GÜMÜŞTAŞ: DÜNYA HALKLARI VE EZİLENLER ARAYIŞ İÇİNDE
ESP Eş Genel Başkanı Özlem Gümüştaş konuşmasına, panele katılan Alevi halkını, Alevi örgütü temsilcilerini selamlayarak ve Nagihan Akarsel ile Rojhilat'ta yaşamını yitirenleri anarak başladı.

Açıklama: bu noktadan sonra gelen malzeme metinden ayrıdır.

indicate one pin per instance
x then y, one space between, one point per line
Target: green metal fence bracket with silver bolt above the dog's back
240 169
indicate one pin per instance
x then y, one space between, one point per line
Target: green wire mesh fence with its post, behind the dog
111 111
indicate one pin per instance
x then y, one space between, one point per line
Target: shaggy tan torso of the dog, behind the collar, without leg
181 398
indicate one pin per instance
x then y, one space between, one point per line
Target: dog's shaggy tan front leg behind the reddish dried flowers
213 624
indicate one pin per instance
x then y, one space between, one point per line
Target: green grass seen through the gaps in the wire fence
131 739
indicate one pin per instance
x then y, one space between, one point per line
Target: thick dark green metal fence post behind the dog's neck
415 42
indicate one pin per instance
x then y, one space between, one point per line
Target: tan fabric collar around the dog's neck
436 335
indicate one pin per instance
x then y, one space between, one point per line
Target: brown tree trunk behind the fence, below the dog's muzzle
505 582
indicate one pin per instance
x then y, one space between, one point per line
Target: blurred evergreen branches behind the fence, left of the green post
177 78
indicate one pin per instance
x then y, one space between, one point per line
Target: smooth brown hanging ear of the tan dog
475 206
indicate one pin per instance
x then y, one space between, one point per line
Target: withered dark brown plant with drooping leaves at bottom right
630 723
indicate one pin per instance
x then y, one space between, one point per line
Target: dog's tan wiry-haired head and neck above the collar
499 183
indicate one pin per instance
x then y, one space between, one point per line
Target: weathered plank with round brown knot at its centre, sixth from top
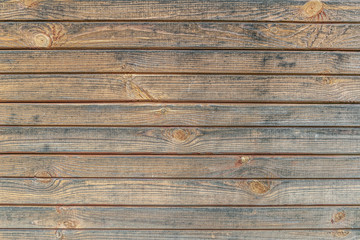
184 140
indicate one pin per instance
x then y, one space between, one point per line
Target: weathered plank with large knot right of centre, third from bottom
179 192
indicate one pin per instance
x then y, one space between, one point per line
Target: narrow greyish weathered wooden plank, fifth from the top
153 114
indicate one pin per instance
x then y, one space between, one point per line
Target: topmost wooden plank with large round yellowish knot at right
263 10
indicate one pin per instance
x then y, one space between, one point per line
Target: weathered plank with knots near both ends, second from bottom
179 218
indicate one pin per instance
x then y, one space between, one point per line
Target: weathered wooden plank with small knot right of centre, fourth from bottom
123 166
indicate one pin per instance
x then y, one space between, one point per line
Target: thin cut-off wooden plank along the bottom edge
179 234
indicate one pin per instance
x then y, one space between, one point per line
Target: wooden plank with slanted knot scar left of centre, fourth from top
133 87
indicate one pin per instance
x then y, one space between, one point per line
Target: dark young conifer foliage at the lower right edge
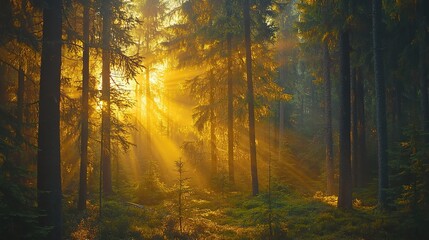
410 187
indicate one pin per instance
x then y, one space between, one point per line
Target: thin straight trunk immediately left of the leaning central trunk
230 100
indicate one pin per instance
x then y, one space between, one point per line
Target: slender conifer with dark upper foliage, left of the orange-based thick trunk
318 27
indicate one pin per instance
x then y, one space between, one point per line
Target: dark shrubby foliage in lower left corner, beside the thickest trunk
18 213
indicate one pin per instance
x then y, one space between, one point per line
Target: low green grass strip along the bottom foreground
239 216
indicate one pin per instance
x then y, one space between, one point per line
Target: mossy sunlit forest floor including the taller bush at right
293 209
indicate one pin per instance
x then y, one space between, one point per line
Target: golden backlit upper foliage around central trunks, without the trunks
200 41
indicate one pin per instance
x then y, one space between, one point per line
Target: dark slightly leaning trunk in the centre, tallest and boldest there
250 99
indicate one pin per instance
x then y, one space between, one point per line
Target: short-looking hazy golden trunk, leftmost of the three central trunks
212 129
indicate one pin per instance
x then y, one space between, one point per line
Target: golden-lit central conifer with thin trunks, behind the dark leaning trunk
201 43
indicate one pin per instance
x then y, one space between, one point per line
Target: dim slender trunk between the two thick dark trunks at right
361 168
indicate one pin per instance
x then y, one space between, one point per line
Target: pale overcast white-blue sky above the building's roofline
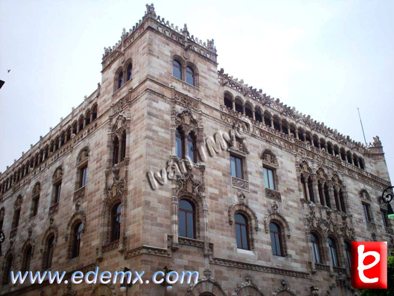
326 58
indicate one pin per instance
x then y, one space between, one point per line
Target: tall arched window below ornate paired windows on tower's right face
186 219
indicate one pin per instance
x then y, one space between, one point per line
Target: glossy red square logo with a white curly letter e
369 265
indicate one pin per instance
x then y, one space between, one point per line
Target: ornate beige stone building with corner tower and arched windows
172 163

Dünya halkları ve ezilenlerinin arayış içinde olduğunu söyleyen Gümüştaş, bu arayış içerisinde Ekim Devriminin dönüp bakıldığında nelerin görüldüğünü anlattı. Ekim Devriminin ezilenlerin kendi kendini yönetebildiğini, kadınların, ulusların eşit ve özgür bir biçimde yaşayabildiklerini gösterdiğini vurgulayan Gümüştaş, SSCB'nin yıkılmasının ardından yaşanan ideolojik bombardımana dikkat çekti.

'DÜNYA EZİLENLERİ AYAKTA'
"Tarihin sonu henüz ilan edilmişken, dünyanın ezilenleri ayaklanmaya başladı" diyerek bugün yaşanan isyanlara işaret eden Gümüştaş, "Ekim'in yarattığı konseyler meclisler, ezilenlerin bu ayaklanmalarında yer buldu. Ayaklanma dalgası halkçı bir karaktere sahip Rojava Devrimini doğurdu. Farklı coğrafyalardaki ayaklanmalar tesadüfi değil. Kapitalizmin varoluşsal krizinin bir yansımasıdır. Sosyalizmin, devrimin, değişimin nesnel zemini güçlenmiştir" dedi.

ÖNCÜNÜN ROLÜ
Emek-sermaye çelişkisinin burjuva düzene karşı halk öfkesini büyüttüğünü, cins çelişkisinin, kadın isyanı ve kadın devrimini doğurduğunu, ezilenlerin arayışının devrimci bir çözümü dayattığını vurgulayan Gümüştaş, "Rojava'da devrimci öznenin varlığı temel bir ayrım noktası oldu. Öznenin hazırlığı odaklanmak gereken temel nokta" sözleriyle halk ayaklanmalarının devrime dönüşmesinde öncünün rolünün önemine işaret etti.

'BURJUVA CUMHURİYETİ KRİZ İÇİNDE'
Burjuva cumhuriyetin ezilenlerin taleplerini karşılama kapasitesinden yoksun olduğuna dikkat çeken Gümüştaş, "100. yılını ciddi bir krizle karşılıyor. Burjuvazinin iki kanadı da, cumhuriyetin ikinci yüzyılında rejimin başında durmak istiyor. Ama sonuçta ikisi de tekçi bir yapıya sahip" dedi.

'HALK CUMHURİYETLERİ BİRLİĞİ ETRAFINDA BULUŞALIM'
Gümüştaş, halk cumhuriyetleri birliği etrafında bir program oluşturulmasının elzem olduğunu söyleyerek, "Ezilenlerin birleşmesi ve üçüncü cephenin büyütülmesi bir zorunluluk" diye konuştu.

Panel, soru-cevap ve katkılarla devam etti.